The substratum that the present invention relates to is the general substratum in this area if no special instructions; The reagent that relates to is the commercially available prod; Working method all adopts the general working method in this area if no special instructions.
Can obtain to efficiently express in pichia spp through improved keratinocyte growth factor expressing gene, under conditions of flask fermentation, its expression amount reaches 30mg/L, and under 5L fermentor tank middle-high density fermentation condition, its expression amount reaches 110mg/L.Obtain the pure product of KGF through purifying, studies show that: it has consistent biologic activity and pharmacological characteristic with the product K epivance that goes on the market at present.Employing Pichia anomala expression keratinocyte growth factor cost of the present invention is low, the cycle short, technical easy realization, and the expression amount that carries out the high density fermentation expression has reached the suitability for industrialized production level.
Description of drawings
Fig. 1, recombinant plasmid pPIC9-KGF enzyme are cut checking
Swimming lane M:DNA Marker wherein, DL15000,
Swimming lane 1: recombinant plasmid pPIC9-KGF-1,
Swimming lane 2: recombinant plasmid pPIC9-KGF-2;
Fig. 2, KGF transformant fermented liquid SDS-PAGE detect figure
Swimming lane M wherein: protein Marker,
Swimming lane 1:KGF transformant fermented liquid,
Swimming lane 2: blank bacterial strain GS115 fermented liquid;
KGF SDS-PAGE is quantitative in Fig. 3, the fermented liquid
Swimming lane M wherein: protein Marker,
Swimming lane 1:KGF transformant fermented liquid,
Swimming lane 2:BSA 12.5 μ g/mL,
Swimming lane 3:BSA 25 μ g/mL,
Swimming lane 4:BSA 50 μ g/mL,
Swimming lane 5:BSA 100 μ g/mL,
Swimming lane 6:BSA 200 μ g/mL;
The determination of activity of the rhKGF of Fig. 4, purifying and the comparison diagram of reference substance;
Fig. 5, rhesus monkey single vein give serum drug-time curve (n=4) behind 90 μ g/kg rHuKGF or the Kepivance.
Embodiment
The embodiment of form is described in further detail foregoing of the present invention by the following examples, but this should be interpreted as that the scope of the above-mentioned theme of the present invention only limits to following example.All technology that realizes based on foregoing of the present invention all belong to scope of the present invention.

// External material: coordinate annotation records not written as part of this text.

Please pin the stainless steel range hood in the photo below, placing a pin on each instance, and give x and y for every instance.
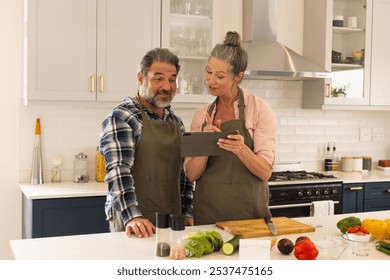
(268, 59)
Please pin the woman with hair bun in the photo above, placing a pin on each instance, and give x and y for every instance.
(232, 187)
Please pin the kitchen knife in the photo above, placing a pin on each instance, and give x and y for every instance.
(271, 225)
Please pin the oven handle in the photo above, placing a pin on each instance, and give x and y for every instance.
(294, 205)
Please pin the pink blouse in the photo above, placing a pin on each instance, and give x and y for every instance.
(260, 121)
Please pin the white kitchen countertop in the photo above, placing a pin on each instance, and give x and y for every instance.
(69, 189)
(374, 175)
(117, 246)
(64, 189)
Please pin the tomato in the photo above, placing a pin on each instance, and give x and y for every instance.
(305, 250)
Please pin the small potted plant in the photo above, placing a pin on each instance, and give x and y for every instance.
(339, 92)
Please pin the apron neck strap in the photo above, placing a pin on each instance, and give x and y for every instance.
(241, 107)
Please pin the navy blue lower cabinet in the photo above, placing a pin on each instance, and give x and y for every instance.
(63, 216)
(353, 198)
(377, 196)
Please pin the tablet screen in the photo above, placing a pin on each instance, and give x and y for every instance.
(203, 144)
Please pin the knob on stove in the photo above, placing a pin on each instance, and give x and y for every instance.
(326, 192)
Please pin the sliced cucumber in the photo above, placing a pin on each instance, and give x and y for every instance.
(231, 246)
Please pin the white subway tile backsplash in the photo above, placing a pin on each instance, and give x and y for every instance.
(302, 135)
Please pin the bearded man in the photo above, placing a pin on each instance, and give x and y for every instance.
(140, 140)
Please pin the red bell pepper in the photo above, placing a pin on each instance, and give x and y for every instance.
(305, 250)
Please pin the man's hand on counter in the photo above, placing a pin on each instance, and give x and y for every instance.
(140, 227)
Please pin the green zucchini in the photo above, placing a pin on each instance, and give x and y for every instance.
(231, 246)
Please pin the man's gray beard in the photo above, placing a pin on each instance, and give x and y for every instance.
(152, 98)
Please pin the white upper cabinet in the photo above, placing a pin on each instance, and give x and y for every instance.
(331, 43)
(88, 50)
(191, 28)
(380, 58)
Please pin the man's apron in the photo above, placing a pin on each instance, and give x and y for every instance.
(227, 190)
(157, 168)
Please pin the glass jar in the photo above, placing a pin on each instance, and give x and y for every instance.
(80, 168)
(163, 247)
(177, 237)
(55, 173)
(100, 167)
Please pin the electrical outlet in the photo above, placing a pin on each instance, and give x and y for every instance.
(365, 134)
(378, 134)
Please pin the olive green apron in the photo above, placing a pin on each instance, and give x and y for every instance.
(157, 168)
(227, 190)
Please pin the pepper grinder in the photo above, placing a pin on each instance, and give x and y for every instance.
(80, 168)
(163, 247)
(177, 237)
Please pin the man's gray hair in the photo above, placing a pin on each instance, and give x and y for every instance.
(161, 55)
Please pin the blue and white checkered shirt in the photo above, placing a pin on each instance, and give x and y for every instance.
(120, 135)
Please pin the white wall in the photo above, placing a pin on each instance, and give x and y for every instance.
(10, 91)
(72, 127)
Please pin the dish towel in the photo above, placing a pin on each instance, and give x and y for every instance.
(322, 208)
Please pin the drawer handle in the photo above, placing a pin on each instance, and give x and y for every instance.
(92, 78)
(356, 188)
(101, 84)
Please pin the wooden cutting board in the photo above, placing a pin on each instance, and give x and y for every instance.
(258, 227)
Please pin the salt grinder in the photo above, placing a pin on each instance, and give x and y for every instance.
(163, 247)
(177, 237)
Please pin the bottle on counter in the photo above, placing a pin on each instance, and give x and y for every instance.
(367, 163)
(328, 159)
(163, 231)
(177, 237)
(37, 168)
(334, 158)
(100, 166)
(80, 168)
(55, 173)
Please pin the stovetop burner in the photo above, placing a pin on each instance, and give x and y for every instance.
(298, 175)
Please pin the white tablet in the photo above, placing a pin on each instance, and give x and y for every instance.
(203, 144)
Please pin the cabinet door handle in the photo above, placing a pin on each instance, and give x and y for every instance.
(92, 79)
(328, 90)
(101, 78)
(356, 188)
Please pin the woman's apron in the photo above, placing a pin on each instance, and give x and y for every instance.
(227, 190)
(157, 168)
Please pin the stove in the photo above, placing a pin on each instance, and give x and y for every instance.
(298, 175)
(292, 193)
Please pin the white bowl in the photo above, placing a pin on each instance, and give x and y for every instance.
(359, 237)
(361, 248)
(329, 249)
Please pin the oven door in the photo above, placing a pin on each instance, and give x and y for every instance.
(296, 209)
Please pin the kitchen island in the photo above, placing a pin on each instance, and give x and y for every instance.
(117, 246)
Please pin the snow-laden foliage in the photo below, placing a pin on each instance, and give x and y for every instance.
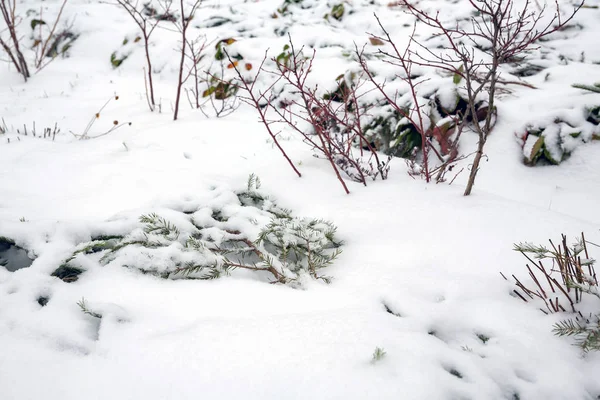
(249, 231)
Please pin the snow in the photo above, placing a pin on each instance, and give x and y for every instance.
(423, 251)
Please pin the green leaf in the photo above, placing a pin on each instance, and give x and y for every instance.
(536, 150)
(36, 22)
(458, 75)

Used instrument explanation among the embodiment:
Used Genepulster II electricity conversion instrument, Bio-rad company product, electric shock transforms parameter and is: voltage 1.5kV, electric capacity 25 μ F, resistance 200 Ω, discharge time 4.0ms.
FC-2002 methyl alcohol detects stream and adds controller: available from Shanghai Su Bo Information Technology Co., Ltd.
5L fermentor tank: Switzerland Bioengineering company product.
Raw materials used explanation among the embodiment:
The keratinocyte growth factor complete genome sequence is synthetic by Bo Shang Bioisystech Co., Ltd; The pUC57-KGF plasmid is also provided by the said firm.
Expression plasmid pGAPZ α A, pPICZ α A, pPIC9 are available from Invitrogen company;
Used pichia pastoris engineered strain GS115, KM71, SMD1168 or X-33 is Invitrogen company product.
The prescription of MD flat board is: 13.4g/L does not have amino acid yeast nitrogen (YNB); 0.4mg/L vitamin H; 20g/L D-glucose; Add water to 1L.
The prescription of YPD substratum is: the 10g/L yeast extract; The 20g/L peptone; 20g/L D-glucose; Add water to 1L.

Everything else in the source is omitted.